Saturday, September 26, 2009

Returned to Risk: Deportation of HIV-Positive Migrants


On Thursday morning I took myself off to Parliament to attend a panel discussion on the deportation of HIV-positive migrants.  It was organised by the All-Party Parliamentary Group (APPG) on Aids, and Human Rights Watch, who were launching their report 'Returned To Risk'.

As host Neil Gerrard MP and the HRW London director made clear from the start, being an HIV-positive migrant is a double vulnerability: if you're a migrant, it's best not to be HIV-positive, and if you're HIV-positive, it's best not to be a migrant.  

I think you can pare the issue down to two main perspectives from the UK's point of view: how we treat migrants, and how to influence international consensus.  On the first point, sadly, we don't do very well.

The Home Office, who are concerned with immigration, seem out of step with DfID (the Department for International Development), who have been at the forefront of promoting universal access to HIV services as a fundamental human right.

It doesn't take a Daily Mail reader to know that immigration, and in particular asylum, is a very sensitive issue as far as our press are concerned.  I can't help but wonder whether the media's general lack of concern for the immigrants themselves has contributed to the Government's slow acceptance that we should actually treat them as human beings whilst they are in our care.

It's not just a matter of providing treatment up to deportation and checking off a list to see that treatment is available in their country.  As the representative from the African HIV Policy Network (AHPN) said, "Treatment may be available but not accessible."  Treatment may be available in the main cities but not in rural areas, for example, or just not provided as widely as claimed.

The discussion was attended by Ivy, a lady from Malawi.  She came to the UK to seek asylum in 2002 after she was forced to marry her late husband's brother.  She has a daughter here, and takes full part in her community, maintaining several volunteering activities.  Yet she is being threatened with deportation. 

She may be able to access treatment in Malawi, if she is lucky, but it will not be the same type of treatment that she currently receives.  She may suffer from additional side effects, she may find that it is not as effective for her, and that's just if she receives it.

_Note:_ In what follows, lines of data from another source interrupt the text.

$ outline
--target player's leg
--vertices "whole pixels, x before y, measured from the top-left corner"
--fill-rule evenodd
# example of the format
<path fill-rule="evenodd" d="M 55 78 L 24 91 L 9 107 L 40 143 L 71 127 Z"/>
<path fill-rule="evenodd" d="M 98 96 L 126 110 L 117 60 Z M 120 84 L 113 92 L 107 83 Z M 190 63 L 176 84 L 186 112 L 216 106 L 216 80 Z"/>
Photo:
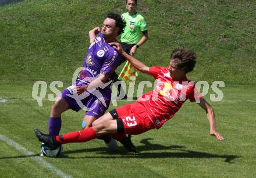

Sending HIV-positive migrants back into a country where they are subjected to discrimination or are unable to receive treatment, can amount to a death sentence.

Saudi Arabia and the United Arab Emirates subject immigrants to mandatory HIV-testing and, if positive, migrants may be imprisoned for up to a year without treatment, before deportation.   South Korea isn't much better.

The US comes in for heavy criticism as well, although the US Government have been involved in a successful programme on the US-Mexico border, which Human Rights Watch hope will be expanded.

The case of Zimbabweans in South Africa is perhaps the most disturbing.  It's estimated that as many as 25% of the population of Zimbabwe have left for neighbouring countries, with about 3 million living in South Africa.

They are entitled to free healthcare just as any South African, yet they are often subjected to abuse and neglect, asked for ID to make it more difficult for them to access testing and treatment, charged exorbitant fees, or kicked out of treatment programmes early.

The UK and other nations who have led the way on universal access issues, need to set a better example at home, and ensure that there is continuity of treatment, and protection from discrimination and abuse, when deportation is deemed appropriate. 

If they can't ensure this, migrants should not be deported.